Donald Trump's victory in Tuesday's U.S. presidential election comes after a hard-fought campaign that included a promise to enforce a minimum 10 per cent tariff on all American imports.

The Surrey Board of Trade said the U.S. is the top customer for many local manufacturers, and that added fees will impact the business community's bottom line, similarly to what happened during the first Trump presidency.

“We did see a lot of our GDP and economic development go down,” said Jasroop Gosal, policy research manager for the board.

“But we do believe that there is hope, that there is potential for better trade deals to come as a result of this, as long as both parties are willing to work together.”

Gosal said the business community has faced an array of tariffs from the previous two U.S. administrations, and is prepared to work with the provincial and federal governments to find a mutually beneficial solution that will ensure market stability.

A recent Canadian Chamber of Commerce report suggests the proposed tariffs would result in around $30 billion per year in economic costs to Canada.

Around 77 per cent of all Canadian exports go to the U.S., including the majority of those coming from B.C.

The tariffs are intended to bolster American manufacturing and the job market.

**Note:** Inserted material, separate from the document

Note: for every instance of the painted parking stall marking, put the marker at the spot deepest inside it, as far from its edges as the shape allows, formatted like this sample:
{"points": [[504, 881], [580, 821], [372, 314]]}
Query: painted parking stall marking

Experts on both sides of the border told CTV News on Wednesday the tariffs could have that effect, while also causing greater inflation.

“It's terrible for American consumers,” said Ross Hickey, an economics professor at the University of British Columbia Okanagan. “Because American consumers are going to eat a lot of that increase in the tariff through an increase in prices.”

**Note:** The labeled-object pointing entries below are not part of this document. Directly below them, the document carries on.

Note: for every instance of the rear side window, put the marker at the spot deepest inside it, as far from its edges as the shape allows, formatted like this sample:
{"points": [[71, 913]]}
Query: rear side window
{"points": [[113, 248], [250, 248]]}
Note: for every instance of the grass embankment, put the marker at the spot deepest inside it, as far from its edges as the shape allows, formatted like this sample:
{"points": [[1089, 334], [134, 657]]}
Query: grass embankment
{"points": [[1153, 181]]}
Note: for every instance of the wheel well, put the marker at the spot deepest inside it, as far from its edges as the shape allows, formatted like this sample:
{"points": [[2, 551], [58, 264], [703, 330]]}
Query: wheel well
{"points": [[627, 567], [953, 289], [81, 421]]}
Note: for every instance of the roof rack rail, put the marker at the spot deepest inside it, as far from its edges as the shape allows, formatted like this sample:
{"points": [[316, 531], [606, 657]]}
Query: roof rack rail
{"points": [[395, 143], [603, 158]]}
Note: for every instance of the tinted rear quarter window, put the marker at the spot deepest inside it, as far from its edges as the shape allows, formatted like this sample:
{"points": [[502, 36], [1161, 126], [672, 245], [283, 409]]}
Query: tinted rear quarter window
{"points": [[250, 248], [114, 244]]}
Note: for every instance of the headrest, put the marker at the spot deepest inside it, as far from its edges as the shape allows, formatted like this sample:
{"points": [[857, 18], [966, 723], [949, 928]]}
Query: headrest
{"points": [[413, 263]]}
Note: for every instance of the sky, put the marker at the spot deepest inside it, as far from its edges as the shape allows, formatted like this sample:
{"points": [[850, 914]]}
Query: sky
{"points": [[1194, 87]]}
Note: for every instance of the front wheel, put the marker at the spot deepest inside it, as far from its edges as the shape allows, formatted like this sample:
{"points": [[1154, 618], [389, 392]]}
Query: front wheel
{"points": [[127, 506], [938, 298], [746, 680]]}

Manufacturing has declined in the Western world over the last three decades, Hickey said, and been replaced with labour in parts of Asia. With the proposed 10 per cent tariff, Trump is signalling to voters and policymakers that he’ll work to address a lack of economic opportunities within the U.S., he said.

But manufacturing doesn't shift overnight, Hickey added, and international manufacturers will have to adjust to the duties in the meantime.

The economist argued Canada's natural resources, such as energy and lumber, should be seen as a welcome asset to the U.S., helping to power domestic manufacturing and supply building materials for the homes needed to address the country’s affordability crisis.

“Could this be a case where the United States is going to cut their nose off to spite their face?” said Hickey, adding that Canada would also “definitely suffer.”